As published in The Telegraph:
HS2: David Cameron faces mass revolt from Tory MPs
David Cameron is facing a coordinated mass rebellion from Tory MPs who are demanding that the High Speed 2 rail project must be scrapped.
The Telegraph understands that up to 60 Conservatives are likely oppose the plans in the Commons, while “scores” of back-benchers are to launch a formal group to campaign for an end to the scheme.
Senior Tories fear that the Coalition’s £50 billion flagship infrastructure project represents “an unutterable waste of money” and that there is no credible business case for proceeding.
The Conservative campaign against the new line is being stepped up ahead of a Commons vote on the legislation preparing the way for the development, expected later this month.

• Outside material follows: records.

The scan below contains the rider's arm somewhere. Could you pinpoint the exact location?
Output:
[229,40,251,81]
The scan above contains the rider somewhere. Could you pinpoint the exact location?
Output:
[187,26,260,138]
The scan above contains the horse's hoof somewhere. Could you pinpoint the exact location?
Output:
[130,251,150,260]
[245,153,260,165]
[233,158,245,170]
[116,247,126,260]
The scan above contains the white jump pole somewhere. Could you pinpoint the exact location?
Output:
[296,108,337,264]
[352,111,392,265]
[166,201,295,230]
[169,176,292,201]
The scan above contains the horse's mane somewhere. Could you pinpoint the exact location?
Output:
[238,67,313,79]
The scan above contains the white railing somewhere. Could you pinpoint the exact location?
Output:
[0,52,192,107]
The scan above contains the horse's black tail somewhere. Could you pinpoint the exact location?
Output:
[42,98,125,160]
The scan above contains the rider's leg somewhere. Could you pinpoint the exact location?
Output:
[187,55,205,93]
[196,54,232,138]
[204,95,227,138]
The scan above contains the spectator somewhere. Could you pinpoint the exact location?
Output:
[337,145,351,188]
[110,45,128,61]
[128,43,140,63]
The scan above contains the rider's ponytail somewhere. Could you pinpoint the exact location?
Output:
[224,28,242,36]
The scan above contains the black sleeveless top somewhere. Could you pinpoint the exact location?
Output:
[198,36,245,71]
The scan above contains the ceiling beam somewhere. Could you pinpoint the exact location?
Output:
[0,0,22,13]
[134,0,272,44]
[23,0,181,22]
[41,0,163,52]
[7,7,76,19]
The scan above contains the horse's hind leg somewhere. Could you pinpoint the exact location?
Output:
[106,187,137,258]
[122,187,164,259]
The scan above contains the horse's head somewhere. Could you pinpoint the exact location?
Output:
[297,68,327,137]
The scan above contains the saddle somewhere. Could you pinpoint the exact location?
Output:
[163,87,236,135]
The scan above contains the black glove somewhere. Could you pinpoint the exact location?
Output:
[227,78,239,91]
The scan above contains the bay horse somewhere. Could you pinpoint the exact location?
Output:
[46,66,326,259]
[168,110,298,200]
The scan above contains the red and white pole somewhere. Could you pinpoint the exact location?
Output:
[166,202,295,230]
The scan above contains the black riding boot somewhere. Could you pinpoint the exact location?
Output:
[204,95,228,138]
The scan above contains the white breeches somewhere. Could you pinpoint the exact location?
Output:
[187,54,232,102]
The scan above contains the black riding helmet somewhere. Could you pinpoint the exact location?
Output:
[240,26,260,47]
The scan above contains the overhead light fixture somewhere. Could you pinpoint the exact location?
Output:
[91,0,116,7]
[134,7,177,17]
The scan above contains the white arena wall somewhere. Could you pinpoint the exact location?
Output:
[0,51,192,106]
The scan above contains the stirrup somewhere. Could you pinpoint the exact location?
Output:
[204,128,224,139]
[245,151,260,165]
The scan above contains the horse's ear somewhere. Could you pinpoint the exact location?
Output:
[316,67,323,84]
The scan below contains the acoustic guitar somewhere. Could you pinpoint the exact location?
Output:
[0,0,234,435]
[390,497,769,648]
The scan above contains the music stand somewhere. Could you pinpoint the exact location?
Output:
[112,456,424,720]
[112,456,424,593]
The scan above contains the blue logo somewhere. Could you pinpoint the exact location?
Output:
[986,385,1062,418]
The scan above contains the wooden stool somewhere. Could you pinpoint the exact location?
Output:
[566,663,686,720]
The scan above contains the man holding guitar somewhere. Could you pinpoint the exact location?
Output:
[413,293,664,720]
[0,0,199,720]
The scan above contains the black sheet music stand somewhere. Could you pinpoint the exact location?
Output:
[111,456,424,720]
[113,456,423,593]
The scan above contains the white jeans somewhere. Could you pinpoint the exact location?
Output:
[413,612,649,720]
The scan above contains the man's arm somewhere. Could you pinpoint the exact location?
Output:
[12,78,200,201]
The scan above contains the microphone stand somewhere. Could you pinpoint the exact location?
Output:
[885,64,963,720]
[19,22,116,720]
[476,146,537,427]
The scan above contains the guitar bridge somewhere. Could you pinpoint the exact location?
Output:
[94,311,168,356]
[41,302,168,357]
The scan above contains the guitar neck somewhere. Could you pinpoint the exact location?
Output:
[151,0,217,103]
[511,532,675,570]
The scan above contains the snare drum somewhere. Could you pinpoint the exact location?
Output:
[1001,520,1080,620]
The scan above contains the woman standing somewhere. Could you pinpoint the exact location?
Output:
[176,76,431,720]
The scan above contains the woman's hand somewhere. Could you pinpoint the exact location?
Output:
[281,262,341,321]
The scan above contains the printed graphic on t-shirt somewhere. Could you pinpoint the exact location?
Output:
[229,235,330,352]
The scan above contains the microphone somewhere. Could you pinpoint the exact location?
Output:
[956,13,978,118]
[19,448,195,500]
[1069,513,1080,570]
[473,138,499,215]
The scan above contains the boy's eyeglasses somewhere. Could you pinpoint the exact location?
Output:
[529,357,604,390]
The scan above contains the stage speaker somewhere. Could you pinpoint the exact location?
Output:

It comes as it emerged that Nigel Farage, leader of the UK Independence Party, is to share a stage with a senior Tory to call for the project to be abandoned.
Ukip is the only political party currently arguing for the planned line from London to the North to be axed but the party is seen as “the enemy” by high-ranking Tories.
However, Mr Farage will join Cheryl Gillan, Mr Cameron’s former Welsh Secretary, in demanding that HS2 is scrapped, at a Spectator magazine debate later this month.
“There are lots of MPs now that are questioning what is going on with HS2. I hope the government will change its mind,” Mrs Gillan said.
David Davis, the Conservative MP for Haltemprice and Howden and a former member of Mr Cameron’s front bench team, said the Coalition’s arguments for building HS2 were “largely bogus”.
“It is an unutterable waste of money,” he said. “When we are short of cash and the country can’t afford any prestige projects, which is what this is, this is beyond economic sense.
“The justifications for it are largely bogus. They rely on techniques of assessment which are daft. There are better ways to spend the money.”
Mr Davis said that as a politician representing a northern constituency he could be expected to be in favour of the project. However, many MPs share his view that the economic case has not been made and that the government should now “cancel the whole thing”.
Instead, investment should be focused on “de-bottlenecking” existing railway lines, and improving broadband internet services, he said, because these are “a national embarrassment”.
John Redwood, the Conservative MP for Wokingham and chair of the party’s economic affairs committee, also urged ministers to re-examine the project.
“I hope the government will look very carefully again at the costs and the forecasts revenues because this country cannot afford a big loss making project in the current financial situation,” he said.
Andrew Bridgen, the MP for North West Leicestershire, is said to be coordinating the back bench campaign for the abolition of HS2.
He has written to 130 colleagues urging them to join a new group to oppose the plan. Mr Bridgen was not available for comment last night. However, another senior Conservative said the campaign was likely to attract “scores of people”, with up to 60 Tories expected to vote against the HS2 Bill in the Commons or abstain.
One MP warned that Labour would wait until shortly before the next election to withdraw support for the project, which is seen as essential due to the long-term financial commitment required. This would make life “difficult” for the Tories.
“An awful lot of Conservatives are very negative about this thing,” the MP said.
“This train doesn’t come anywhere near my constituency. I just try to take an interest in the sensible use of public money and this looks to me like the worst use of public money I have seen for a long time.”
The planned high-speed route is due to run from London to Birmingham in its first phase, expected to begin operating in 2026. It will then be extended to Manchester and Leeds in phase two, which is due to launch by 2033.
However, official estimates of the cost increased by £10bn to £42.6bn earlier this year, and there has been opposition to HS2 in many communities along the proposed route. When rolling stock is included, the project is forecast to cost £50 billion, a price tag which is increasingly questioned by business groups and senior MPs. Some critics fear costs could rise to £70 billion or higher.
Yesterday, it emerged that the government’s own analysis had cast doubt on the economic benefits that would arise from HS2.
Towns and cities across Britain which are not connected to the new rail route could lose hundreds of millions of pounds as a result, according to a report from consultants KPMG.
The figures, released after a freedom of information request, indicated that 50 places across the country would be worse off, including Aberdeen, which would lose £220 million a year, Norfolk which would also lose £220 million, and Bristol.
The figures, disclosed to the BBC, reveal projections of gains and losses for 2037.
A spokesman for the Department for Transport said: “These figures show that the new north south railway is vital to rebalance our economy and it boosts the north overall more than the south. Of course the line does not serve every city and region and these figures reflect that.
“But it is wrong to take them in isolation. HS2 is part of a much bigger boost to our transport system – £73bn in the next parliament, of which HS2 is just £17 billion. This will massively benefit places HS2 will not serve long before the line opens.”